Single Variable Calculus, Chapter 6, 6.4, Section 6.4, Problem 12

Suppose that $6J$ of work is required to stretch a spring from $10cm$ to $12cm$ and another $10J$ is needed to stretch it from $12cm$ to $14cm$, what is the natural length of the spring?

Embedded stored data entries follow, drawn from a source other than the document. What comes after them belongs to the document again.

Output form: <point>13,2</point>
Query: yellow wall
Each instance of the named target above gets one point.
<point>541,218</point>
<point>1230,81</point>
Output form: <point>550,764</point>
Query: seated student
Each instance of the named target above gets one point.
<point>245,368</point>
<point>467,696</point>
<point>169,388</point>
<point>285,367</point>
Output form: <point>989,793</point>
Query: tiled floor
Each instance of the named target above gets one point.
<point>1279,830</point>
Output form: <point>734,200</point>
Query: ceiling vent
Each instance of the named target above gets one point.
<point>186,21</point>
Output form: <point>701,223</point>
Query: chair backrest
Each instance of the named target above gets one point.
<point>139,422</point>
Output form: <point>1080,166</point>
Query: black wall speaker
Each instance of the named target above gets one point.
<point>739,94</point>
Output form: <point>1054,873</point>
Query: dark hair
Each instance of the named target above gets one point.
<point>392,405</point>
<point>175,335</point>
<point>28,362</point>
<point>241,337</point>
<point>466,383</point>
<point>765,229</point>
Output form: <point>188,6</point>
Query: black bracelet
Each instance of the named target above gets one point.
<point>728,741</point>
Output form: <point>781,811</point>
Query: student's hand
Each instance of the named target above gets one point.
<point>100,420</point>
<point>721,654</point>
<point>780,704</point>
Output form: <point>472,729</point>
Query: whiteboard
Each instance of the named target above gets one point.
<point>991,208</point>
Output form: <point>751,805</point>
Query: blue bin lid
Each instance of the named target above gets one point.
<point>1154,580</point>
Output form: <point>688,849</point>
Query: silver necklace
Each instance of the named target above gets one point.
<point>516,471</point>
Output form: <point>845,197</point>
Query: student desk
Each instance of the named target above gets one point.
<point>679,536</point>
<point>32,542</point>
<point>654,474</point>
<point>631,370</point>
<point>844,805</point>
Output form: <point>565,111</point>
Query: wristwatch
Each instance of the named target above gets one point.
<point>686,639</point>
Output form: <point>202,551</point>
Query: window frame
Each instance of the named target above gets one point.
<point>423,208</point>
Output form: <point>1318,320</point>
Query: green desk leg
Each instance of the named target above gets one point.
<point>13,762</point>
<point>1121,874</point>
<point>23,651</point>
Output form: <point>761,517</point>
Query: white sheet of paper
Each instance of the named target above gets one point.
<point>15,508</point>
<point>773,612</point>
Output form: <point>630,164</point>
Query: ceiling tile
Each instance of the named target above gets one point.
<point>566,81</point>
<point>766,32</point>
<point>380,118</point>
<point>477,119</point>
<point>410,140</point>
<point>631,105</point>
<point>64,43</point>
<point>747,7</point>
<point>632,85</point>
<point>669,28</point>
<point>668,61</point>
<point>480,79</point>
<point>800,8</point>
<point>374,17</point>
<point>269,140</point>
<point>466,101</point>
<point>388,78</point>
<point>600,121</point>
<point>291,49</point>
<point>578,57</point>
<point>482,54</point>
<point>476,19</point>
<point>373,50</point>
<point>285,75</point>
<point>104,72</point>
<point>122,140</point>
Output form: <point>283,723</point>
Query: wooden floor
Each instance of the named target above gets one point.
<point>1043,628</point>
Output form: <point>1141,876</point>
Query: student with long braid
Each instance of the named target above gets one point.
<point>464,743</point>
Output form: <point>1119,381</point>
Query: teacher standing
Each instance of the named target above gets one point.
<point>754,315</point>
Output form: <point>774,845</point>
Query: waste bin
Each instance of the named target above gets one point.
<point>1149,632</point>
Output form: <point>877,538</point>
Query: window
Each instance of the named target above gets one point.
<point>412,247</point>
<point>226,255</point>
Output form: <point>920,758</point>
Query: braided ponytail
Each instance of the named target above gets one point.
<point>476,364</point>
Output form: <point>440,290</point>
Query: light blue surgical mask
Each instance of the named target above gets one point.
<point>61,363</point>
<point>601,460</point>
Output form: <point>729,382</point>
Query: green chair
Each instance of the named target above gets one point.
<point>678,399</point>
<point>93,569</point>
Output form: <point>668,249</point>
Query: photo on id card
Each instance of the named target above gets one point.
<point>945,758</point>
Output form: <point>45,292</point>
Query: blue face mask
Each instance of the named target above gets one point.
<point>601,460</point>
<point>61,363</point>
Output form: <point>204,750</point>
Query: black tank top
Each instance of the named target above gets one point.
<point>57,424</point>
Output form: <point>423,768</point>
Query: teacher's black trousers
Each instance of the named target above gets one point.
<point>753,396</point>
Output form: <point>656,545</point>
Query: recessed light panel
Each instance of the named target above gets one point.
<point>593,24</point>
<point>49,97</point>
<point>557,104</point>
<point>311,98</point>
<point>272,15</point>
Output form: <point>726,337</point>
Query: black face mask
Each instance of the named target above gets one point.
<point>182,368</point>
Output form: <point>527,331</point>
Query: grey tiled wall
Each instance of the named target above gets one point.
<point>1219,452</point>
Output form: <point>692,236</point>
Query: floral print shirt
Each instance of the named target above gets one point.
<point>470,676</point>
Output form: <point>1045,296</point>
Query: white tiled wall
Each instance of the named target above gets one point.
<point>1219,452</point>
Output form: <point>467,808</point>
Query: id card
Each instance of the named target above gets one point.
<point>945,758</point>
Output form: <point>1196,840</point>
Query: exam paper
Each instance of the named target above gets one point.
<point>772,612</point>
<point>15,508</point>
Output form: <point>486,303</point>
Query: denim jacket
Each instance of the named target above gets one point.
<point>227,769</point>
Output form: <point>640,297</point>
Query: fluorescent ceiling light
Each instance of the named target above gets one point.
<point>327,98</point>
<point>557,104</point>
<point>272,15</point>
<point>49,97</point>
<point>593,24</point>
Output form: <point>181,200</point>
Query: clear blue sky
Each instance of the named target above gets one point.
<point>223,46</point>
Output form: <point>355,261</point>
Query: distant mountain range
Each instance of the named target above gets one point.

Let $L$ be the natural length of the spring in meters.

So,


$
\begin{equation}
\begin{aligned}

& W = \int^b_a f(x) dx
\\
\\
& W = \int^b_a kx dx
\\
\\
& 6 = \int^{0.12 - L}_{0.10 - L} kx dx; \text{ recall that $1m = 100 cm$}
\\
\\
& 6 = k \left[ \frac{x^2}{2} \right]^{0.12 - L}_{0.10 - L}
\\
\\
& 6 = \frac{k}{2} \left[(0.12 - L)^2 - (0.10 - L)^2\right]
\\
\\
& 12 = k [0.0144 - 0.24 L + \cancel{L^2} - 0.01 + 0.20 L - \cancel{L^2}]
\\
\\
& k [0.0044 - 0.04 L] \qquad \text{ Equation 1}
\end{aligned}
\end{equation}
$



Similarly, from the other point,


$
\begin{equation}
\begin{aligned}

& W = \int^b_a kx dx
\\
\\
& 10 \int^{0.14 - L}_{0.12 - L} kx dx
\\
\\
& 10 = k \left[ \frac{x^2}{2} \right]^{0.14 - L}_{0.12 - L}
\\
\\
& 10 = \frac{k}{2} [(0.14 L)^2 - (0.12 - L)^2]
\\
\\
& 20 = k \left[0.0196 - 0.28L + L^2 - 0.0144 + 0.24L - L^2\right]
\\
\\
& 20 = k[0.0052 - 0.04L]\qquad \text{ Equation 2}

\end{aligned}
\end{equation}
$


Use equations 1 and 2 to solve for $k$ and $L$ simultaneously,


$
\begin{equation}
\begin{aligned}

k =& 10,000
\\
\\
L =& \frac{32}{400} m \text{ or } 8cm

\end{aligned}
\end{equation}
$



Therefore, the natural length of the spring is $L = 8cm$.